ICAO Against Issuance Of New Flying Licenses In Pakistan

Pakistan International Airlines - Aviatorsbuzz
A file photo of a Pakistan International Airlines aircraft. Source: Wikipedia

The International Civil Aviation Organization (ICAO) has advised Pakistan against issuing any new pilot licenses in the wake of a scandal over falsified licenses that has rocked the civil aviation sector in the country.

Reuters said it had reviewed an ICAO document which called to undertake “immediate corrective actions.”

The recommendations from ICAO, a specialised agency of the United Nations that works to ensure safety in international air transport, come days after Pakistan opened a criminal probe into 50 pilots and five civil aviation officials who allegedly helped them falsify credentials to secure pilot licences.

“Pakistan should improve and strengthen its licensing system to ensure that it takes into account all necessary processes and procedures and prevents inconsistencies and malpractices before new licenses are issued and privileges of suspended licenses are re-established,” ICAO, said in a previously unreported letter sent to the Pakistan Civil Aviation Authority (PCAA) last week.

A Pakistani aviation ministry official told Reuters that the country has not issued any new licenses since July, in the wake of the scandal.

The Montreal-based agency’s recommendations come ahead of an ICAO audit to assess the country’s aviation safety management systems.

The ICAO audit, originally scheduled for November this year, has been moved to June 2021, effectively giving the PCAA more time to work on reforms, the official said. A PCAA spokesman did not respond to a request for comment by Reuters.

An ICAO representative declined to comment on specific details, but said in an email to Reuters that ICAO is “helping Pakistan recognise concerns, and if they do not take swift action on them we will actively notify other countries about them.”

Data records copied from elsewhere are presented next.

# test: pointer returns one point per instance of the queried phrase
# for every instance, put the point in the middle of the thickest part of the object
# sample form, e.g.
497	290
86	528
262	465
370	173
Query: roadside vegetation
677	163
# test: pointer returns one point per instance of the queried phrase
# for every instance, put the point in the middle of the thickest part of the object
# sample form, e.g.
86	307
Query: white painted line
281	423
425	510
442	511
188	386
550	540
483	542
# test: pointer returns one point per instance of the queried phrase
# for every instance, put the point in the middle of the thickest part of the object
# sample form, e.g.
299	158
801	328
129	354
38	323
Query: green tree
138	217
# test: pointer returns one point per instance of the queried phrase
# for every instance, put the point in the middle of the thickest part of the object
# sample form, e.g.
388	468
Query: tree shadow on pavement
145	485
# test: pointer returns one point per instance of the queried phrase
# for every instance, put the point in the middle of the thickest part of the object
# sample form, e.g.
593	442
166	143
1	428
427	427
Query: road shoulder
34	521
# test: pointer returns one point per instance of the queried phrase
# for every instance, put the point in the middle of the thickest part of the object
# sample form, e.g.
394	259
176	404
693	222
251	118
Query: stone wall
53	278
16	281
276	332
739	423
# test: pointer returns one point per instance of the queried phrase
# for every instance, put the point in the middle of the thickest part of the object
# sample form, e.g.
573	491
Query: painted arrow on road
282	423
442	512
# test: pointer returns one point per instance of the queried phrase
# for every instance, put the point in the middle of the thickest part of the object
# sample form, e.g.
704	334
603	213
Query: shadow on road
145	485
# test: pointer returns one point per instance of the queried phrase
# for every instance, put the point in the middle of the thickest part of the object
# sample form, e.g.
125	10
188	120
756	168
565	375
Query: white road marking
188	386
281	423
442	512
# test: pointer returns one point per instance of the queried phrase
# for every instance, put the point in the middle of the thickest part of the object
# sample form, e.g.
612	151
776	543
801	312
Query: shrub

The CNN reported that addressing Pakistan’s National Assembly recently, Pakistan’s Civil Aviation Minister Ghulam Sarwar Khan had said 262 pilots in the country “did not take the exam themselves” and had paid someone else to sit it on their behalf.
“They don’t have flying experience,” he said. Pakistan has 860 active pilots serving its domestic airlines — including the country’s Pakistan International Airlines (PIA) flagship — as well as a number of foreign carriers, Khan said.

 

PIA has grounded all its pilots who hold fake licenses, effective immediately. “PIA acknowledges that fake licenses is not just a PIA issue but spread across the entire Pakistani airline industry,” spokesperson Abdullah Khan said, adding that some of the fake pilots also fly for foreign carriers.